Man, I remember doing this in the late 90s with ipchains as the only way to get a router that didn't cost an arm and a leg. Eventually consumer/prosumer routers came out.

What's old is new again.

SuperMouse 35 minutes ago | parent | prev | next [-]

Tenda has good support among OpenWRT.

consp 10 minutes ago | parent [-]

So the next step is a hardware or boot firmware backdoor?

(Good to know it remains useful by using openWRT and doesn't become landfill)

matltc 3 hours ago | parent | prev [-]

Looking to do this to get off stock isp leased router. What's your hardware/distro rec?

drnick1 28 minutes ago | parent | next [-]

Ryzen 5 with a dual 10Gbps NIC, running Debian. Overkill for a router/firewall, but I run other services on the same hardware including an email stack, Podman containers, and small AI model for use within Home Assistant.

I wouldn't buy new hardware. Any modest machine built in the last decade would do.
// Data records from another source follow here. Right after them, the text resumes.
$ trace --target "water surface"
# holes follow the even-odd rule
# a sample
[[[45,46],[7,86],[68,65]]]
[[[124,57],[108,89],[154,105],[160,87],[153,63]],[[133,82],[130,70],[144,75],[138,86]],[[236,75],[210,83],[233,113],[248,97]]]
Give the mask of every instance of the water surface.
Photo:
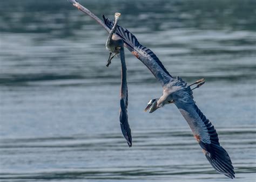
[[[195,100],[228,152],[236,181],[254,181],[254,1],[80,1],[113,18],[173,76],[204,78]],[[174,106],[143,109],[162,89],[126,52],[129,148],[119,124],[120,64],[106,32],[66,1],[0,2],[0,180],[227,181]]]

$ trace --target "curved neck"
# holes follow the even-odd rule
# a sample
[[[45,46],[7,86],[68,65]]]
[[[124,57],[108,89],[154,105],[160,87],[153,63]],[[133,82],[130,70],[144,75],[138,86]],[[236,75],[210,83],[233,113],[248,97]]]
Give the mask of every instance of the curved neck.
[[[124,46],[121,46],[120,50],[120,58],[121,59],[121,93],[127,92],[127,81],[126,81],[126,65],[124,55]]]
[[[109,44],[110,42],[110,40],[112,40],[112,36],[113,36],[113,34],[116,32],[116,31],[117,30],[118,22],[118,18],[115,18],[114,25],[112,27],[111,31],[110,31],[109,35],[109,37],[107,38],[107,44]]]

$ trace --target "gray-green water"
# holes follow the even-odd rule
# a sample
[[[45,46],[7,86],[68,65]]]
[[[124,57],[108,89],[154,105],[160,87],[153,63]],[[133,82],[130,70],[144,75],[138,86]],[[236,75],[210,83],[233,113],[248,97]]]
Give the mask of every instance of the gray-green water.
[[[255,181],[255,1],[80,1],[120,24],[188,82],[235,168]],[[126,52],[129,148],[119,124],[120,60],[107,34],[65,0],[0,1],[0,180],[230,181],[210,166],[160,85]]]

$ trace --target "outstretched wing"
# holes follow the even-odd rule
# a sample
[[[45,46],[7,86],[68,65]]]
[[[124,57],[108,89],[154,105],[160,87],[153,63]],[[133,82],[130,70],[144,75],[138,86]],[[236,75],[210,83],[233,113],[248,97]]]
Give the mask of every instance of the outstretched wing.
[[[187,121],[212,167],[228,177],[234,178],[231,160],[227,151],[220,146],[214,127],[192,99],[190,101],[186,103],[178,102],[176,105]]]
[[[126,80],[126,66],[124,55],[124,47],[120,50],[120,58],[121,59],[121,90],[120,92],[120,125],[124,137],[127,141],[128,145],[132,146],[132,135],[129,123],[128,123],[128,88]]]
[[[104,15],[103,19],[105,24],[111,29],[113,22]],[[123,39],[128,50],[150,70],[162,86],[173,79],[156,54],[149,48],[141,45],[128,30],[118,25],[116,34]]]

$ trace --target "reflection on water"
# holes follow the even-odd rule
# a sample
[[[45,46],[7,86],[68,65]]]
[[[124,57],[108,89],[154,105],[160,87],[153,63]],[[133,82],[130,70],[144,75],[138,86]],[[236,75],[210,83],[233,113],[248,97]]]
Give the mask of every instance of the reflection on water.
[[[120,24],[188,82],[231,156],[256,172],[254,1],[80,1]],[[143,112],[161,88],[126,52],[133,147],[118,121],[120,62],[107,34],[66,1],[0,2],[0,180],[230,181],[210,166],[174,106]]]

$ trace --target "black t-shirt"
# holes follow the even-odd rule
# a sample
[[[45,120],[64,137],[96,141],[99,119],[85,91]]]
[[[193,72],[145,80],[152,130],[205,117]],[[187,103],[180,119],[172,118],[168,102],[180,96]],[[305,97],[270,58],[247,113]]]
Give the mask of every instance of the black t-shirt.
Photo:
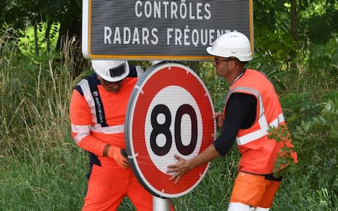
[[[230,95],[225,107],[222,131],[213,142],[222,156],[230,150],[239,129],[248,129],[254,124],[256,110],[257,99],[254,95],[236,92]]]

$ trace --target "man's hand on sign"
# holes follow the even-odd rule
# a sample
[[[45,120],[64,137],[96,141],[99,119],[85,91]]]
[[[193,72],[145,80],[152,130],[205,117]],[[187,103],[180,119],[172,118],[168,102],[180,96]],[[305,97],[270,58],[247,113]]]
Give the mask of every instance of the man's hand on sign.
[[[224,122],[223,114],[222,113],[216,113],[213,115],[213,118],[216,120],[217,127],[221,128]]]
[[[192,170],[202,164],[207,163],[220,156],[220,153],[215,148],[213,143],[211,143],[201,153],[190,159],[184,160],[179,155],[175,155],[174,157],[178,162],[176,164],[172,164],[167,166],[167,173],[174,173],[169,180],[175,180],[176,184],[181,178],[181,176],[187,172]]]
[[[120,167],[127,169],[130,167],[130,165],[123,151],[119,147],[109,146],[106,154],[107,157],[113,158]]]
[[[192,169],[192,165],[189,160],[186,160],[177,155],[175,155],[174,157],[178,160],[178,162],[176,164],[169,165],[167,167],[167,173],[174,173],[169,180],[175,179],[174,183],[176,184],[182,175]]]

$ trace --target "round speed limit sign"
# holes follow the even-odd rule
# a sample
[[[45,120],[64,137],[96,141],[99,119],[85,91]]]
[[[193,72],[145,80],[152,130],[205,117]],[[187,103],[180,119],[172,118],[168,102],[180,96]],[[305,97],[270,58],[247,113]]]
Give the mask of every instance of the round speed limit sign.
[[[189,68],[163,62],[139,79],[125,124],[127,153],[142,186],[158,197],[175,198],[202,180],[210,163],[184,174],[175,185],[166,173],[174,155],[191,159],[214,140],[213,106],[207,89]]]

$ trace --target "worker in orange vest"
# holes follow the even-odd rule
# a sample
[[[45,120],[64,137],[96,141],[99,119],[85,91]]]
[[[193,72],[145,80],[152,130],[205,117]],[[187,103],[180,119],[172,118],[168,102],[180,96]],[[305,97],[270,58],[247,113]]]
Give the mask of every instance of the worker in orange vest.
[[[278,96],[264,73],[244,68],[252,59],[250,41],[244,34],[224,34],[206,50],[215,56],[216,75],[230,84],[223,113],[214,116],[221,133],[191,160],[175,155],[178,162],[169,165],[167,172],[177,183],[187,171],[225,156],[236,141],[242,157],[228,210],[269,210],[282,179],[273,174],[276,158],[285,154],[281,148],[289,148],[289,156],[298,162],[290,139],[277,141],[268,137],[269,127],[286,128]]]
[[[137,81],[126,60],[94,60],[94,73],[75,87],[70,105],[72,136],[90,153],[82,210],[116,210],[125,196],[137,210],[152,210],[152,195],[137,181],[125,156],[125,115]]]

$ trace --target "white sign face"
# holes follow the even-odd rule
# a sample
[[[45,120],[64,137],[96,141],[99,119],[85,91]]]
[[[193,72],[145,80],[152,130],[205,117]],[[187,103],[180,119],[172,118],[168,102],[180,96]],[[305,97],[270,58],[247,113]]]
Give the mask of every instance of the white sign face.
[[[202,180],[209,164],[183,175],[175,185],[166,173],[174,154],[196,156],[213,141],[213,106],[206,87],[189,68],[162,62],[137,83],[125,121],[125,139],[131,166],[153,195],[175,198]]]
[[[173,101],[172,98],[168,97],[172,96],[173,94],[175,94],[176,99],[180,99],[180,101]],[[166,112],[156,113],[157,116],[156,116],[156,120],[154,122],[151,115],[153,115],[154,116],[154,111],[156,112],[156,108],[159,108],[158,105],[163,105],[162,106],[165,105],[166,107],[165,111]],[[182,110],[184,106],[188,106],[187,105],[191,107],[190,110],[193,112],[184,113],[180,115],[180,119],[178,119],[179,122],[176,122],[176,121],[175,121],[175,120],[171,119],[171,117],[177,117],[177,115],[180,115],[180,110]],[[187,107],[186,107],[185,109],[187,109]],[[165,145],[168,144],[168,139],[164,134],[158,134],[154,137],[155,140],[153,146],[151,146],[152,141],[146,142],[146,148],[149,153],[151,161],[163,174],[166,174],[165,171],[167,170],[168,163],[175,163],[177,162],[174,158],[175,154],[181,155],[184,159],[191,159],[199,154],[201,148],[201,143],[202,142],[203,125],[201,124],[202,117],[201,111],[199,110],[197,102],[185,89],[177,85],[168,86],[160,90],[154,96],[146,112],[144,128],[146,140],[152,140],[153,137],[151,137],[151,134],[154,129],[153,126],[154,123],[163,125],[165,124],[165,122],[168,121],[168,117],[170,117],[172,120],[170,125],[168,125],[168,130],[174,132],[174,133],[175,129],[177,129],[176,131],[180,131],[180,136],[178,137],[178,135],[176,135],[177,139],[180,139],[177,140],[179,141],[178,146],[176,146],[176,141],[172,141],[170,147],[166,147]],[[192,122],[199,122],[200,124],[196,124],[196,127],[194,127],[195,124],[192,124]],[[176,127],[179,127],[180,128],[176,129]],[[193,134],[192,131],[196,132],[196,134]],[[185,153],[182,153],[182,149],[181,149],[182,146],[181,145],[187,148],[190,148],[189,152]],[[160,153],[156,150],[154,150],[154,148],[156,147],[158,148],[166,148],[168,153],[166,154],[164,154],[163,152]]]
[[[207,46],[238,31],[254,53],[252,0],[83,0],[87,58],[211,60]]]

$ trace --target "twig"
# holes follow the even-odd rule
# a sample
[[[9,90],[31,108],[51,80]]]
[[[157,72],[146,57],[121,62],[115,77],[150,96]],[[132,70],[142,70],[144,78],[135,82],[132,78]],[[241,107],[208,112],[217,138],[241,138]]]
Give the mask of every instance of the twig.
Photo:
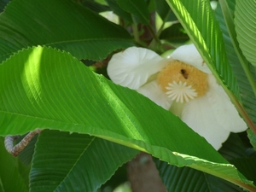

If possible, get a machine with an internal ATX power supply rather than an external brick, they tend to be more reliable.

If all you need is 1Gpbs and WiFi, OpenWrt on consumer hardware is probably enough though.

consp 6 minutes ago | parent [-]

I have a Lenovo thin client running Debian as internet gateway/firewall. With some minor modifications and a small low power blower fan you can add a dual sfp pcie card in it (not all versions can, though there are more manufacturers of thin clients with 4x pcie slots). The blower fan is because the main fan stops often and it needs some cooling.